滋賀県長浜市では71センチ、余呉湖で53センチの積雪だとテレビで報じられていた。こんな時にこそ、あの高月の渡岸寺の観音さまをたずねてみたいと、憧れにも似た思いが膨らむ。
湖北路の十一面観音
雪なかにこもりてひそと笑み給ふらむ 小西久次郎
毎年のことだが、思うだけ…。第一に、足がない。車は10年続けた夜間の仕事を辞めて以降だからもう20年ほど、冬もタイヤ交換せずに暮らしている。雪道は走らないし、走れない。そして電車も止まる。
「湖西線ちょっと春風遅れます」は、どこで見かけた、どなたの句だったか。湖北を訪れるには、春風も、折々の強風、大雨、もちろん雪とあらば、西も東回りでも電車は要注意となる。案の定というか当然この大雪の中、訪ねるにも術はない。

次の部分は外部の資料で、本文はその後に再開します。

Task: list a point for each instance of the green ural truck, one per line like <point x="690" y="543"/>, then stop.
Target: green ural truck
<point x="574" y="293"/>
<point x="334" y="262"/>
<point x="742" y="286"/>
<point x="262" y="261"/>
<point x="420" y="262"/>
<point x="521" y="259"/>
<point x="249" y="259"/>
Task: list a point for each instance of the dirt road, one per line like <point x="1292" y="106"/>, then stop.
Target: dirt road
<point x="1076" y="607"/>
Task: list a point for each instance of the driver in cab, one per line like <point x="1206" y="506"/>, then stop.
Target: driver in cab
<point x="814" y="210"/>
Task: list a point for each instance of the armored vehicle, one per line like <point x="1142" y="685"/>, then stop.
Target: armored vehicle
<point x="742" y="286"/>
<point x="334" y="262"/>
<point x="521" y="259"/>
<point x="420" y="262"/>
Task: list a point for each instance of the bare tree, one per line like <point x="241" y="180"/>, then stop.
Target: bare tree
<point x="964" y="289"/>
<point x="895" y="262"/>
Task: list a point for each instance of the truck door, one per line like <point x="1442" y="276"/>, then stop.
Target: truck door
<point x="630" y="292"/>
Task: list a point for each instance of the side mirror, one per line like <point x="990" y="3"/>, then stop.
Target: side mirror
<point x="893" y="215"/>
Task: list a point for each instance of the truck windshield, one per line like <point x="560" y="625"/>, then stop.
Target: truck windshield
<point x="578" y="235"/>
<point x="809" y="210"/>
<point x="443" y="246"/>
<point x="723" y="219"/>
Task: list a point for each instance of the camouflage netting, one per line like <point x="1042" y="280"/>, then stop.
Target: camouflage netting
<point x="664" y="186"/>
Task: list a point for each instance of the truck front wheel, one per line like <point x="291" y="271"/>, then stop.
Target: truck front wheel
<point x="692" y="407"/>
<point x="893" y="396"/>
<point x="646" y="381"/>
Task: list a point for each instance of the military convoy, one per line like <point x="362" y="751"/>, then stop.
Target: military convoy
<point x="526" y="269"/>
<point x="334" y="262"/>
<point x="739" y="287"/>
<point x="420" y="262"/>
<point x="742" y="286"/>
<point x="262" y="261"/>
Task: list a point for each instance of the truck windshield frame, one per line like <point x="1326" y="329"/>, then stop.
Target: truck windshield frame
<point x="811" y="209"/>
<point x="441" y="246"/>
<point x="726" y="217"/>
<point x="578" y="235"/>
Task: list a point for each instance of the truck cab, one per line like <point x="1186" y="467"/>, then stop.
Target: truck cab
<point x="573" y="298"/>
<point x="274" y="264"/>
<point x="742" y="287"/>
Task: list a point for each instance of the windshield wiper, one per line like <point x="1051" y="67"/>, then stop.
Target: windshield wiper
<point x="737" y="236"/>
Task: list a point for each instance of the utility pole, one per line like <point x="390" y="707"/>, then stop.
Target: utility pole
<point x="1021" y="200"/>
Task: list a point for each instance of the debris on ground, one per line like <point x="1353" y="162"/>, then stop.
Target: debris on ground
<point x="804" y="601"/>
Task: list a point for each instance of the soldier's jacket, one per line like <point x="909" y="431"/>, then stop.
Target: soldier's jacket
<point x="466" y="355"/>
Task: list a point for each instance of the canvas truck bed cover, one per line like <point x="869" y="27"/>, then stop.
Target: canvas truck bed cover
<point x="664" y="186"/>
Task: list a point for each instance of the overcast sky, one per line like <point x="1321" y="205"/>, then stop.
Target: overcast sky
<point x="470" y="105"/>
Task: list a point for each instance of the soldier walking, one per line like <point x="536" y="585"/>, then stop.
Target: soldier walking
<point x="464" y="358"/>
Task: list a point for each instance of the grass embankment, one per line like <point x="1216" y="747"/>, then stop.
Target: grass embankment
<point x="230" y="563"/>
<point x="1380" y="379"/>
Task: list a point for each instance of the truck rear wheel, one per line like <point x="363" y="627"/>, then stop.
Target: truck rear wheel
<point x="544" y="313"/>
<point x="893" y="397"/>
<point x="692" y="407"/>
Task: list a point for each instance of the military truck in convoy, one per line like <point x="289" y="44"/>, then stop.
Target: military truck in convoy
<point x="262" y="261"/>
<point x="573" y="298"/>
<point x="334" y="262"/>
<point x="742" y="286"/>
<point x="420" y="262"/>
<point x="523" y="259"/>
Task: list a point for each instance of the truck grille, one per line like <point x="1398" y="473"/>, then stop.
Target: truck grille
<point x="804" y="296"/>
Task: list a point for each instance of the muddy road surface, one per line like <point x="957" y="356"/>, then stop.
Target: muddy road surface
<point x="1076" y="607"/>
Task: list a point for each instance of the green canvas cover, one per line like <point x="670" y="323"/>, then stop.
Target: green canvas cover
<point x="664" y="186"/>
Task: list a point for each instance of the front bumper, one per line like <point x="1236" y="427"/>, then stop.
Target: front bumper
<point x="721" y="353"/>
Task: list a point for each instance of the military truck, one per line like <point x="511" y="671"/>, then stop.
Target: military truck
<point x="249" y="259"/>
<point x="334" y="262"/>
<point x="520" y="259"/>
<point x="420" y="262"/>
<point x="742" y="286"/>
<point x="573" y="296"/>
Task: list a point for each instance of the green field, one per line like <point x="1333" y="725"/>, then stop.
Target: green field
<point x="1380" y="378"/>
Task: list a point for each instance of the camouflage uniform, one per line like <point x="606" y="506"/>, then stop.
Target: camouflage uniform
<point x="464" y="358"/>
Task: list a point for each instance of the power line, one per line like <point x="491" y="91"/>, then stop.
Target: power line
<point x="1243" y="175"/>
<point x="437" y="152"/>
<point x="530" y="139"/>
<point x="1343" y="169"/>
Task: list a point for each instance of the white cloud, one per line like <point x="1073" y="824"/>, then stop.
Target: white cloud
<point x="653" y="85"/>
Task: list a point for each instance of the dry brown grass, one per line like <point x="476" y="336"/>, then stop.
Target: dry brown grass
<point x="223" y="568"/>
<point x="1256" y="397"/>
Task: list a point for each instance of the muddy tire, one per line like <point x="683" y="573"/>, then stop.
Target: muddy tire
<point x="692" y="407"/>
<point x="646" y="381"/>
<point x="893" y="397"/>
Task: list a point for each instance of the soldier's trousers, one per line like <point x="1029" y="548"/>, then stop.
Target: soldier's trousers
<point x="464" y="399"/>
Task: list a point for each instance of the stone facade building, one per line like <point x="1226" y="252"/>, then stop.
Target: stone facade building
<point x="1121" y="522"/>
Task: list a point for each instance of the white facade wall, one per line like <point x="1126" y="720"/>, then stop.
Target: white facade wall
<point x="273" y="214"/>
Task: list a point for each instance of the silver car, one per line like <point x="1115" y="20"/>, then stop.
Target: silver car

あたりを埋め尽くした雪の美しさを眼裏に描いたのは、坂上是則の歌「…吉野の里にふれる白雪」だったなと思い出す。百人一首にもあるが、私の将来への道案内いただいた恩師の授業での、1回こっきりのひとコマでのこと。
冬はやっぱりどこかで雪を待ち望んでいるのではない?
こんな寒い日は、何もしないでじっとしていたいが、あと何日…。
午後からひと歩きに出た。トンビがいっぱいだった。